Ambas, madre e hija, están de psicólogos y todo. Nos hemos acostumbrado tan rápidamente a la buena vida (la sociedad del bienestar) que cualquier contratiempo, grande o pequeño, necesita del consejo del psicólogo. La psicología jamás ha conocido, ni conocerá, más esplendor que ahora. No lo critico. Solo reflexiono con vosotros. Entiendo que en situaciones de catástrofe, la gente afectada pueda y deba recibir atención especializada y específica. Pero hay otras situaciones particulares, más o menos serias, más o menos banales, que podrían ser tratadas a otros niveles menos sofisticados. Antes eran los confesionarios, ahora bien podrían ser los médicos oyentes y pensantes.

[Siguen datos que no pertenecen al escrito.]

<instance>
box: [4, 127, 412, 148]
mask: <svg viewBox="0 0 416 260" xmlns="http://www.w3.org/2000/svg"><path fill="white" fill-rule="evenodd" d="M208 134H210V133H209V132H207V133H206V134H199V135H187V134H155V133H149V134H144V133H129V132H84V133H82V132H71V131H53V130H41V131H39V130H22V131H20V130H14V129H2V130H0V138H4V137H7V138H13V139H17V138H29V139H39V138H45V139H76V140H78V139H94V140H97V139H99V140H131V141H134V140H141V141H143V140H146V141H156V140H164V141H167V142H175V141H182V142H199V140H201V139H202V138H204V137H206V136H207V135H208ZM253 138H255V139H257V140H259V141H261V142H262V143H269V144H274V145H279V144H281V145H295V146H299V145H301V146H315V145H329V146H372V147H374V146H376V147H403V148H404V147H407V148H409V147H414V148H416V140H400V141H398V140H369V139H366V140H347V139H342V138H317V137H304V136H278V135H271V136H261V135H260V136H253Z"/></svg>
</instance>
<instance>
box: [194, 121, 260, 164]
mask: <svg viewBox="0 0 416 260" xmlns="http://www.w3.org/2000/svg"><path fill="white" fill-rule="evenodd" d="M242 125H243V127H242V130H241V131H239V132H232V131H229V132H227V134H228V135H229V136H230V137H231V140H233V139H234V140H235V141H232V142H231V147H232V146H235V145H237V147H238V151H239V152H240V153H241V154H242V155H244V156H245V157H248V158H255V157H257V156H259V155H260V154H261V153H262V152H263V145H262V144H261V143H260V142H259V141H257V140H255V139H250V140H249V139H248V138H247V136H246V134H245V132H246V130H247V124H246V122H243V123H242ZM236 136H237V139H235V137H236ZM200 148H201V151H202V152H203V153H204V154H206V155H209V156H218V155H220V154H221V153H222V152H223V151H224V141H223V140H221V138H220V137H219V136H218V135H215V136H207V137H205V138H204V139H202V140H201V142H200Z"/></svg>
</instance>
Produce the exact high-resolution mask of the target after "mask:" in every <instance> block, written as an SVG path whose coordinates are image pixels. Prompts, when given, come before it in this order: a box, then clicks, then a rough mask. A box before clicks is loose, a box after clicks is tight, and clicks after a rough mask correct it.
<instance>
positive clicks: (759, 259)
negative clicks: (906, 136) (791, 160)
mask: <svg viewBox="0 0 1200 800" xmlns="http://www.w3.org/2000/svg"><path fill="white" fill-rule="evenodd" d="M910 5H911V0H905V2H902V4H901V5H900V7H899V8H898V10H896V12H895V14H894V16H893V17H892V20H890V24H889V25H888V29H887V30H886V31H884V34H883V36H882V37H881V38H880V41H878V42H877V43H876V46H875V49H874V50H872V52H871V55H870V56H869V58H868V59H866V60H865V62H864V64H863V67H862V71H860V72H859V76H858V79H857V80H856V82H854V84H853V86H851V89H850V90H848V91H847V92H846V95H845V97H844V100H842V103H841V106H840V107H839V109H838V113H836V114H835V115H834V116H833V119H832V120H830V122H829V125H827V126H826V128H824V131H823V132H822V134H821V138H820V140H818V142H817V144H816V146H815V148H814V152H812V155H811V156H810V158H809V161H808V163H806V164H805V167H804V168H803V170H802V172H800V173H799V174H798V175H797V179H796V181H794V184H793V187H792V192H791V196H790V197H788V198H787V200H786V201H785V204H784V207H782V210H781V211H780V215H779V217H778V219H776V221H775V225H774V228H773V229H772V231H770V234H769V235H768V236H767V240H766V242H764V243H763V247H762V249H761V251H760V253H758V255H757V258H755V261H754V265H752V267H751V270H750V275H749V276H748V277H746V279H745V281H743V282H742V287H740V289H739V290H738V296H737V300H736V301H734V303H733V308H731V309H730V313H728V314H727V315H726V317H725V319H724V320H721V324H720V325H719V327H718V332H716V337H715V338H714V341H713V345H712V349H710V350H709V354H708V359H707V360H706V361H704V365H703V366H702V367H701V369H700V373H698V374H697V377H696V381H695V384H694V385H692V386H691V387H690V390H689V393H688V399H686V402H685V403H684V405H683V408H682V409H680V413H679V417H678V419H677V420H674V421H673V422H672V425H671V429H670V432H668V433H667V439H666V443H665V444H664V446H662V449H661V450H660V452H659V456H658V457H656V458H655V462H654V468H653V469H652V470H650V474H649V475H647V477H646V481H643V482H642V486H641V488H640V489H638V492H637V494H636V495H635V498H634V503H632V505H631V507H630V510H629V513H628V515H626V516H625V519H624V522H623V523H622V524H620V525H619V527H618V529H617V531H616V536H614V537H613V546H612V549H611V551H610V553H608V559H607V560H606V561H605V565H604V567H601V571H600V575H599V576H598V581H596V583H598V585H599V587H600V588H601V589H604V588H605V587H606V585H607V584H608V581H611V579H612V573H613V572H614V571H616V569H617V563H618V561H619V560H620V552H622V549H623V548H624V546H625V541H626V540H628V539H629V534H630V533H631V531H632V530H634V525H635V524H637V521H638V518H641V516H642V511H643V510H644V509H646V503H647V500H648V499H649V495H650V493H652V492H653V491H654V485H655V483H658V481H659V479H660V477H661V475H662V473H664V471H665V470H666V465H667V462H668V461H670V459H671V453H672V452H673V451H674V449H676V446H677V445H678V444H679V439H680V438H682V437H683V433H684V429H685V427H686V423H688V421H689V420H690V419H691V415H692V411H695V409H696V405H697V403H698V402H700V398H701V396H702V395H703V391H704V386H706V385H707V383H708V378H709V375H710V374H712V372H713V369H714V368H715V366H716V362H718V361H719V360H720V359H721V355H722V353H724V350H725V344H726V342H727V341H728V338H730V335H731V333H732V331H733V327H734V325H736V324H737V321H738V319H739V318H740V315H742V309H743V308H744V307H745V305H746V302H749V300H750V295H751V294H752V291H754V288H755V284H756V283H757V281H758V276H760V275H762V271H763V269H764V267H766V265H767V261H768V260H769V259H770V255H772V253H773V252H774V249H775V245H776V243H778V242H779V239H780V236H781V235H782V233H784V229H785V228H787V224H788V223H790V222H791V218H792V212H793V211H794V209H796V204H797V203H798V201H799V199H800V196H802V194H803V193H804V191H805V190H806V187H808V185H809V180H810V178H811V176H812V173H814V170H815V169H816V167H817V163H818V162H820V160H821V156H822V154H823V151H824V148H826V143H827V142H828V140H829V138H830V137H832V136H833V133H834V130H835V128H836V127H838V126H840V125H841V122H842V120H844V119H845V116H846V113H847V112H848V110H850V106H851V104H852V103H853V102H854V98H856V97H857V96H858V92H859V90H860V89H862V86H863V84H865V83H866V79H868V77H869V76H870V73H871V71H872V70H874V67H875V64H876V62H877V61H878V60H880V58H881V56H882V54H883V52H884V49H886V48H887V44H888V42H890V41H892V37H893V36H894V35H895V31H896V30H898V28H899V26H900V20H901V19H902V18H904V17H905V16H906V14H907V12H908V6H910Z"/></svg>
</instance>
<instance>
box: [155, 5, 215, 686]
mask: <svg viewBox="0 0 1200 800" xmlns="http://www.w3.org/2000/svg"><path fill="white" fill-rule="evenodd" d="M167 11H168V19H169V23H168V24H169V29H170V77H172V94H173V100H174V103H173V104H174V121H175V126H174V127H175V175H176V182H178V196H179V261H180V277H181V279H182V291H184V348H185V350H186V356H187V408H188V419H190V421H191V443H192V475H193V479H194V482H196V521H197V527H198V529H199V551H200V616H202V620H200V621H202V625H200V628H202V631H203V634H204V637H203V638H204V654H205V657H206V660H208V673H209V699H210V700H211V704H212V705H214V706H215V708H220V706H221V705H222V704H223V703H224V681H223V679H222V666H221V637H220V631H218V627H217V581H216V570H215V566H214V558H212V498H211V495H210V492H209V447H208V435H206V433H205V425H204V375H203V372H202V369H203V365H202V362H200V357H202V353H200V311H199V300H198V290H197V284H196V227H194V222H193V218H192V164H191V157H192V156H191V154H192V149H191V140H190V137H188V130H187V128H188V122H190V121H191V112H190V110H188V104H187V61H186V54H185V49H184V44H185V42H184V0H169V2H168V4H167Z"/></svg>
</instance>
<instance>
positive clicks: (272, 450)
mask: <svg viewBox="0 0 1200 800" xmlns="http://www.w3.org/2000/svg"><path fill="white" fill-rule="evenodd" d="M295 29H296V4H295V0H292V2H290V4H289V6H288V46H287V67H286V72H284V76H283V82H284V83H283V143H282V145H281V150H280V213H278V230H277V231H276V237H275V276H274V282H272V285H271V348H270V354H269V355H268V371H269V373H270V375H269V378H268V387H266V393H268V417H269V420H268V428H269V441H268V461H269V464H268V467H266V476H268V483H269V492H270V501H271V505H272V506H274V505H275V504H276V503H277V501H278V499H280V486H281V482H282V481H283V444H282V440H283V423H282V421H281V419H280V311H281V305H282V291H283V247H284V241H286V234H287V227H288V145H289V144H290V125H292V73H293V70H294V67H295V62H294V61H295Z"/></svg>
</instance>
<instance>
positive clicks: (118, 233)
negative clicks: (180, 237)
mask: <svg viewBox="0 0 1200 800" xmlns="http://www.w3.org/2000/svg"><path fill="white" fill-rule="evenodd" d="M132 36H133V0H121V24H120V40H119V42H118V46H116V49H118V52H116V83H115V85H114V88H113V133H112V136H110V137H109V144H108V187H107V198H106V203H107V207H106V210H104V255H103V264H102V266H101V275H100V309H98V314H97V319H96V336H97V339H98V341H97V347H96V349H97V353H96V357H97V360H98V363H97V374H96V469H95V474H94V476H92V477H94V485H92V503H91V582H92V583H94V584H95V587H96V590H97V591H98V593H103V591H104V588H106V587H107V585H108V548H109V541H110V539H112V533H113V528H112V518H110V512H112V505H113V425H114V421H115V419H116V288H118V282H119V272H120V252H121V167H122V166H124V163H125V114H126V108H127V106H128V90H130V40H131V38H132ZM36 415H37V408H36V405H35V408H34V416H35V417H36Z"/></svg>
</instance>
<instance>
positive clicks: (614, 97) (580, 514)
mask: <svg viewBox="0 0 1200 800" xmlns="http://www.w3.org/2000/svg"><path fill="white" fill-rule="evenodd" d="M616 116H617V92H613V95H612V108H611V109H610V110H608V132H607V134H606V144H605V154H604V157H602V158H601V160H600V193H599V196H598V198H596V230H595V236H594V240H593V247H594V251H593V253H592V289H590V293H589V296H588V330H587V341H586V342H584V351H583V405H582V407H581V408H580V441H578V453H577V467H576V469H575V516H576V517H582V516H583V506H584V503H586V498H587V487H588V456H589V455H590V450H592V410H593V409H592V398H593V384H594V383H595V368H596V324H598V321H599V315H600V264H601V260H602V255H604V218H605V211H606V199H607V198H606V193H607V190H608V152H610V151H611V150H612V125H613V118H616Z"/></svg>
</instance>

El caso de esta chica y sus padres me lleva a tres consideraciones que quiero compartir con vosotros. La primera es la mala leche que tenemos los humanos, los unos con los otros, homo homini lupus. Creo que el gérmen profundo del racismo está en la supremacia del grupo como defensa para la supervivencia. Tiene, pues, un origen claramente tribal que a estas alturas del siglo debiera haber sido superado. Pero nada, nos seguimos comportando como tribu. Poco ayuda para erradicar este comportamiento nuestra "cultura popular" de menosprecio larvado y disfrazado de hilarante a nuestros inmigrantes con expresiones jocosas tales como sudacas, machu pichus, payos poni y otras de similar jaez. Expresiones que esta chica ha soportado de buena gana desde que tiene uso de razón. Hasta ahora, claro, cuando ha comprobado que no solo son palabras graciosas. La segunda reflexión es lo mucho que ganan los pacientes cuando un médico sabe escuchar. Y la tercera es que por más que haga treinta y ocho años que abandoné el seminario no consigo librarme del confesionario. Así debe ser.